They are the Gymnothorax polyuranodo, commonly known as the freshwater moray eel and two rarely caught fish species; the Potamosilurus robertsi commonly known as Robert’s catfish and the Carcharhinus leucas, better known as the bull shark.
These discoveries were made in the last quarter of 2019 by the aquatic ecology team from the Environment Department of OTML whilst carrying out routine compliance monitoring work in the Upper and Middle Fly areas.
OTML manager environment, Jesse Pile, said: “The sighting of the moray eel brings to a total of 109 native species of fish recorded in the Fly River system. A recent fish diversity study showed >90 percent of the native species are found in different parts of the system, including the main channel, tributaries and off river water bodies.

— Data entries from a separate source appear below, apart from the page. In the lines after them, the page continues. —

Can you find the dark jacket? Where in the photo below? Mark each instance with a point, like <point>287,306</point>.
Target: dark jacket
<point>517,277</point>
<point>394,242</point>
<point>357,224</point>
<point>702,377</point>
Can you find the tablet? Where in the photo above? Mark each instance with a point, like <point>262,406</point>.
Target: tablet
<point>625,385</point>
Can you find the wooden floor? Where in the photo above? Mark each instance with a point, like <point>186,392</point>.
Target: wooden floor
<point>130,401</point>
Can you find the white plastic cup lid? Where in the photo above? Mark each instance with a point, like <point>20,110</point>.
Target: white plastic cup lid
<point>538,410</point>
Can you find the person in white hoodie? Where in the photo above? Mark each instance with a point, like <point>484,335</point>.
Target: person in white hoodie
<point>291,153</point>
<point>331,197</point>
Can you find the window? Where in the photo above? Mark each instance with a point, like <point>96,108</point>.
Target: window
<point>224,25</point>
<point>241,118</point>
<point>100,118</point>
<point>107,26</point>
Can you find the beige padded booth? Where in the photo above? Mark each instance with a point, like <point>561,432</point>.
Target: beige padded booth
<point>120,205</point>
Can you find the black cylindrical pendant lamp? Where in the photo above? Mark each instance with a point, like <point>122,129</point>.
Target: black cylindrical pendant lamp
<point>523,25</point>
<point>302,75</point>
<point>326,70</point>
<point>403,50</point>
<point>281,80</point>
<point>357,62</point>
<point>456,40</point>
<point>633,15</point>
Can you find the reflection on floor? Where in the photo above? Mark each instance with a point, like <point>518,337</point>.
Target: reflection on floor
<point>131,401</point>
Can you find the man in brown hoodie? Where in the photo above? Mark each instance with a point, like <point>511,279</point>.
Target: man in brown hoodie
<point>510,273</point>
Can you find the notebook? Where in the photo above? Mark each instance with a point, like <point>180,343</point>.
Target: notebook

“We have discovered two new species previously, the Kiunga Ballochi, named after former biologist David Ballochi and an eel-tailed catfish pending genetic and morphologic confirmation at Western Australia Museum.”
The moray eel is the new species caught at Wai Meri, a tributary of Ok Tedi by locals of Kwiape village near the Ok Tedi Mining Limited’s Bige operations.
Although a native to New Guinea (i.e., Papua New Guinea and West Papua), there are only three recorded catches in PNG; at Wewak, Manus Island and Madang.
Generally found near the sea and water inlets or in freshwaters a short distance away from the sea, this catch at Bige was caught further inland at more than 1000km from the sea.
This is a first for Western Province and the fourth record for the country. The species will be added to the 2018 Fish Species Diversity study report.
The Robert’s Catfish was caught along the Fly River at Kuambit near D’Albertis Junction by the Environment team.
The last record of this fish was in 1975 up in the Elevala River.
And at 190 miles upstream from the sea (ARM190), a juvenile bull shark was caught by local villages. This brings to two the number of bull sharks caught at the same location in 2019. The first specimen was observed in March 2019.
Flesh and fin tissue samples will be sent for genetic confirmation by external scientist and the specimen will be lodged into the UPNG Museum collections.